There was something incomplete and irreparable for Immy in the fact that she reached New York too late to see her father before he joined her mother in oblivion.

The new New York was beyond her comprehension. She was appalled by the aged look of all her old friends whom she remembered as young friends. She and her mirror had kept such steady company that she could not see the slow changes in her own features. She saw them all at once in the looking-glass of her old companions.

They made her unhappy and she went up to Tuliptree Farm to live, saying that it was more wholesome for her children. Keith’s wife died and his children grew away from him and he felt tired, old, of an evening mood. So he also settled down at Tuliptree Farm, taking care that the restorations after the storm should renew the old lines of the house without disturbing its cellar walls.

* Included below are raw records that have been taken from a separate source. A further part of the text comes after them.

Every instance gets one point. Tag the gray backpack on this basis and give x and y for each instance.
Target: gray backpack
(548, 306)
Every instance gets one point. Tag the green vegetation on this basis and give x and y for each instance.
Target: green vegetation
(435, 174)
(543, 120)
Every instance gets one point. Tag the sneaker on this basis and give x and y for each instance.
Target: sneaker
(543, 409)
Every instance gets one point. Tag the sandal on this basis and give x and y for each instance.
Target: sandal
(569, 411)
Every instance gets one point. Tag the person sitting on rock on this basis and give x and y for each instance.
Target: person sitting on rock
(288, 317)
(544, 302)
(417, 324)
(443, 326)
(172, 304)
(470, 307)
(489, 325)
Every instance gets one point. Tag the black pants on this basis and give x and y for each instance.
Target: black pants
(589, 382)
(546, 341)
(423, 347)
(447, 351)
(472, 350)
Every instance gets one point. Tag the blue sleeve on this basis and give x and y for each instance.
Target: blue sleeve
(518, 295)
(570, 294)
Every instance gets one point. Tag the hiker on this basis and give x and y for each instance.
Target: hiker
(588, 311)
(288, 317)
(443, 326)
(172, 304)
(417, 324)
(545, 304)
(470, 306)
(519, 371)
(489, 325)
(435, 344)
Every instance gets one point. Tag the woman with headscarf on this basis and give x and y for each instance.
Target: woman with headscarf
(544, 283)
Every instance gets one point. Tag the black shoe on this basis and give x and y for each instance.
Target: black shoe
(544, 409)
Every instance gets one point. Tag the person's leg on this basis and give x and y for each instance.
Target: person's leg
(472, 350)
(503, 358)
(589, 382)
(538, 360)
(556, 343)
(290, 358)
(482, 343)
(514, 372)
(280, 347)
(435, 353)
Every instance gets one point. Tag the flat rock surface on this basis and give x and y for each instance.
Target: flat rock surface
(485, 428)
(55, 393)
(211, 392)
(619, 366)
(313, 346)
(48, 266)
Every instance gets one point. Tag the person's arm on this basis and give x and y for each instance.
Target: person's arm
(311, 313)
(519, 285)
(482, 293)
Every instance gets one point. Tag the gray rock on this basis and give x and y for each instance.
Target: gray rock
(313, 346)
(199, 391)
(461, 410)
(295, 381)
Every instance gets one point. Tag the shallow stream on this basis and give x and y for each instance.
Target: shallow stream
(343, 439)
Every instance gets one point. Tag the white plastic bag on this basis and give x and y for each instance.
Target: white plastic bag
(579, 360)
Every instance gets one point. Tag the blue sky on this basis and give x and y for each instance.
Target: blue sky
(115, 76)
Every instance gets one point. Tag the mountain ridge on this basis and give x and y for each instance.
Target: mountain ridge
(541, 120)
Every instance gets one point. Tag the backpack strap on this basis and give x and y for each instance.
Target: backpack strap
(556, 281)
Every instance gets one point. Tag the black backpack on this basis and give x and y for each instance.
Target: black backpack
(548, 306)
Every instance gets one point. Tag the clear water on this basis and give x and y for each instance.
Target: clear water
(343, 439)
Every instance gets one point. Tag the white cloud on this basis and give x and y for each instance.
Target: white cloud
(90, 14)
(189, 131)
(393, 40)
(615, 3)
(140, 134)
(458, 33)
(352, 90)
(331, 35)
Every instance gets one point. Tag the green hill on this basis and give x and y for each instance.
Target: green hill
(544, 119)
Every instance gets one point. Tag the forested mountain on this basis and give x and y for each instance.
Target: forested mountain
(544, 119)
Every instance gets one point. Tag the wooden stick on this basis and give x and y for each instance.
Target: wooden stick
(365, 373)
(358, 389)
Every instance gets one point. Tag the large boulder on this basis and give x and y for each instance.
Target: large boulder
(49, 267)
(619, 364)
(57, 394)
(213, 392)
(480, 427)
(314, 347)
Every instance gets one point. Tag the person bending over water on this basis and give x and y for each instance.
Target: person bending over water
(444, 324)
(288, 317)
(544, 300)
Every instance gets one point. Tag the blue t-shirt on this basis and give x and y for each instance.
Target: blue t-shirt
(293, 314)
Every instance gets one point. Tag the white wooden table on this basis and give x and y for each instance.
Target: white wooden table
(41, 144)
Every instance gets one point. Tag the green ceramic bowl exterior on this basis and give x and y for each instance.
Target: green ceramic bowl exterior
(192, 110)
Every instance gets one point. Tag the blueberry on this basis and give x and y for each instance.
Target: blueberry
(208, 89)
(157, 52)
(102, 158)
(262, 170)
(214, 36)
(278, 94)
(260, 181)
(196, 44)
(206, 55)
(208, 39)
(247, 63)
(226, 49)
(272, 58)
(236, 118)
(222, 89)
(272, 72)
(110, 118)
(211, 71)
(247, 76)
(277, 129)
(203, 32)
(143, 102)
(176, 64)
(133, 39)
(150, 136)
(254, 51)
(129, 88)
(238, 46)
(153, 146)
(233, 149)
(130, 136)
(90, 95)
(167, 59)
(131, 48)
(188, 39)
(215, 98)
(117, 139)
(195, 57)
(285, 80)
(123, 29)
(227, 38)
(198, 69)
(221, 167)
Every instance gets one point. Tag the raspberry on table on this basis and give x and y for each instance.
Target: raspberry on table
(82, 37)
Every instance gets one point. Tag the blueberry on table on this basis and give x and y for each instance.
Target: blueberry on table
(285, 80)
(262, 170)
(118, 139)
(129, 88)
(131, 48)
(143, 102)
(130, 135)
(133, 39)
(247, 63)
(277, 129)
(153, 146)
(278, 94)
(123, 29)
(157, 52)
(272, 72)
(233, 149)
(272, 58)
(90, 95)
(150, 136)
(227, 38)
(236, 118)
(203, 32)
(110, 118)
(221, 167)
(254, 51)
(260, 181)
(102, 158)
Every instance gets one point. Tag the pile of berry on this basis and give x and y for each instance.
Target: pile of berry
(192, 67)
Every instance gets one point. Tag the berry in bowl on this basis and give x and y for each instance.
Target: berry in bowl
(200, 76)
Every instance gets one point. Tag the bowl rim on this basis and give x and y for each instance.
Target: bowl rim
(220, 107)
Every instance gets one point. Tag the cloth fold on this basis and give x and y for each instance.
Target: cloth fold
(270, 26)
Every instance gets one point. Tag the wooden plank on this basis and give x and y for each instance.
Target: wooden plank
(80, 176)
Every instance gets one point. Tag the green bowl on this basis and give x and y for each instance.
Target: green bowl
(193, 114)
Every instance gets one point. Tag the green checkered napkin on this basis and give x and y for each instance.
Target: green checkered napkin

He had had a large part in the engineering of the large six-mile siphon that ran four hundred and twenty feet under the oozy bed of the Harlem. He watched the water from the new Croton aqueduct roll into Lake Manahatta in Central Park, and felt that the Croton field was now drained.

All eyes turned further north, but the remaining cis-Hudsonian streams belonged to the State of Connecticut whose sovereign rights were not at the mercy of Albany.

The Catskill Mountains were the nearest source in the trans-Hudsonian territory, and the Ramapo Company bought up all the rights. A tempest of scandal broke out and Governor Roosevelt and Mayors Low and McClellan quashed the company and set on foot the project of the Ashokan reservoir, rivaling the magnitude of the canal cut through the Isthmus of Panama.

A strip of land two hundred feet wide and ninety-two miles long must be secured by condemnation and purchase, from Esopus Creek to New York across thousands of farms, and a siphon must be driven a thousand feet under the Hudson River between Storm King and Breakneck.

The work involved the submersion or removal of sixty-four miles of highways, and eleven miles of railroad, nine villages and thirty-two cemeteries of nearly three thousand graves, some of them more than two centuries old.

And Tuliptree Farm with its graves was only one of this multitude. Keith and Immy fought the city in vain. Nothing they could do could halt the invading army of fifteen hundred workmen that established itself at Valhalla and began to dam the Bronx above White Plains.

The dam was of cyclopean concrete, eighteen hundred feet across, and it was made to hold thirty-eight billion gallons of water. Which was only a fifty-day supply for New York.